El espasmo lo llevará a realizar los propios apenas descubre los encantos del amor. Una de sus anécdotas más jocosas es la del nombre de Cuba. Al arribar Cristóbal Colón a la isla preguntó a los nativos qué lugar era ese. Los nativos gritaron ¡Kubanacán! ¡Kubanacán! Esto se llama Cuba, hacia acá, respondió el almirante con esa fanfarronería que los italianos legaron a los españoles. Cabrera Infante dice que en jíbaro la frase quiere decir No te entiendo. Lo mismo dicen de Yucatán, en boca del conquistador Francisco de Montejo.

Los recuerdos de Cabrera Infante son un platillo a veces indigesto. Cuenta, cuenta, cuenta. La vocación aparece en el bachillerato, dice el mismo autor. Si podemos parangonar su estilo, podríamos hacerlo con ese libro igualmente delicioso titulado Un oficio del siglo XX donde con su seudónimo era Caín, Cabrera Infante. Convirtió sus palabras en una obsesión con el lenguaje. De hecho, el libro que nos ocupa es un garbanzo de a libra, una joya dentro del idioma. La Habana para un infante difunto glosa igualmente la composición de Maurice Ravel Pavana para una infanta difunta, obra que evoca la digna elegancia de una recepción en la corte real de España, así como el grácil movimiento de una infanta en los pasos de una pavana, una danza lenta procesional que gozó de gran popularidad entre el siglo XVI y el siglo XVII.
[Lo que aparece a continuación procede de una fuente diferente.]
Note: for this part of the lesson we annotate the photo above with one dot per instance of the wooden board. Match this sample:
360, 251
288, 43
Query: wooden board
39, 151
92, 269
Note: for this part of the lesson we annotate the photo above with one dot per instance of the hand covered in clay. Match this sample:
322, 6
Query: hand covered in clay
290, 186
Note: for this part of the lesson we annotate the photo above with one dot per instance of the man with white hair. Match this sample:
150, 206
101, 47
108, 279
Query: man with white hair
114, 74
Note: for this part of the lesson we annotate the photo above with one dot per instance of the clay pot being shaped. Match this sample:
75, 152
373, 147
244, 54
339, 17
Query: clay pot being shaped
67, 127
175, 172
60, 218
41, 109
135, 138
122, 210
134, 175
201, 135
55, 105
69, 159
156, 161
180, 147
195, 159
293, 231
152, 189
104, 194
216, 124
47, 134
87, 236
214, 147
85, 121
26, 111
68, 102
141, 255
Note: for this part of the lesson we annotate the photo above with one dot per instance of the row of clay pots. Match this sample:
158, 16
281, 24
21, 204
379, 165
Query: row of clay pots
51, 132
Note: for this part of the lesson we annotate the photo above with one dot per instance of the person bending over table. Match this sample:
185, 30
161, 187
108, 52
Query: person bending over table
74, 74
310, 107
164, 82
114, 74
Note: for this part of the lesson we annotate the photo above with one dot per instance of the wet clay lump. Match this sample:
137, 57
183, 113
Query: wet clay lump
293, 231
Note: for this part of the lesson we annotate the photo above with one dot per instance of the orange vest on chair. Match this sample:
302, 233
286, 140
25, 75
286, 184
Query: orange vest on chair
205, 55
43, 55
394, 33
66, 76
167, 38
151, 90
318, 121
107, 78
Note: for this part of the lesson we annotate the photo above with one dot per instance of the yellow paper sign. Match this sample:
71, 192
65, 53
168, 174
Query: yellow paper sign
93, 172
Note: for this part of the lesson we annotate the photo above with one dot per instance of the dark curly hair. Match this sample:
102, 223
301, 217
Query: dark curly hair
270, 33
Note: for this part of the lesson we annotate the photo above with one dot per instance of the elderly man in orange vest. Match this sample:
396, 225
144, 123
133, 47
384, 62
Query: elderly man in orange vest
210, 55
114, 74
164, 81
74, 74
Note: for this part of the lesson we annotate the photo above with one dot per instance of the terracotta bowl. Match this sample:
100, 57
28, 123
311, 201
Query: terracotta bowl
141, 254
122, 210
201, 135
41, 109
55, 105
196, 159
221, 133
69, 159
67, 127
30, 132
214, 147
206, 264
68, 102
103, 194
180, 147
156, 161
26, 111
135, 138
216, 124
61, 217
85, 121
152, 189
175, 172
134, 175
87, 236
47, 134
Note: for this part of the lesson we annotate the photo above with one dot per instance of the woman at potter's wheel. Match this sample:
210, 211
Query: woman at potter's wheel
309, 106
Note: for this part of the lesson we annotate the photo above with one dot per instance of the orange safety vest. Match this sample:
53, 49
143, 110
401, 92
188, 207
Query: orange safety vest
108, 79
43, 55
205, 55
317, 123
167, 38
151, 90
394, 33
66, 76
La alusión a estas referencias antiguas no significa que Ravel quisiera homenajear a alguna princesa histórica en particular, sino más bien expresar un entusiasmo nostálgico por la moda y la sensibilidad española que el autor compartía con muchos de sus contemporáneos (sobre todo Debussy, Séverac o el propio Albéniz) y que manifestó en otras obras, tales como la Rapsodia española y el Bolero.

Ravel dedicó la Pavana a su patrona, la princesa de Polignac, y probablemente interpretaría la obra en la casa de la princesa en varias ocasiones. El pianista español Ricardo Viñes ofreció el estreno público en 1902. La pavana fue calurosamente acogida por el público, pero recibió reseñas más críticas de los músicos seguidores de Ravel. Incluso, el mismo Ravel la consideró de una “forma harto pobre” e influida excesivamente por la música de Chabrier. Después de este breviario musical, donde los autores demostramos una vasta erudición, vuelvo al texto de Cabrera Infante.

Cabrera Infante parodia en título y retoma la experiencia de su juventud, de la clásica historia adolescente. Más de 500 páginas es lo que el lector apreciará dentro de la vida de los patios de vivienda, de esas mujeres que, hartas de calor, buscan desafiar a esa sociedad que, plena de viejos, encuentra en la juventud el desahogo sexual que viola los convencionalismos.

El erotismo aliterante, la paronomasia de los sentidos y la constante comicidad -el autor se declara un comediante paralizado por el miedo escénico- parecen ser las marcas de fábrica de La Habana Para un Infante Difunto, además de la busca nostálgica de una ciudad perdida. De lo perdido lo encontrado, pareciera ser la moraleja de este texto me atrevería a llamar imprescindible para cualquier lector. No dejen de leerla.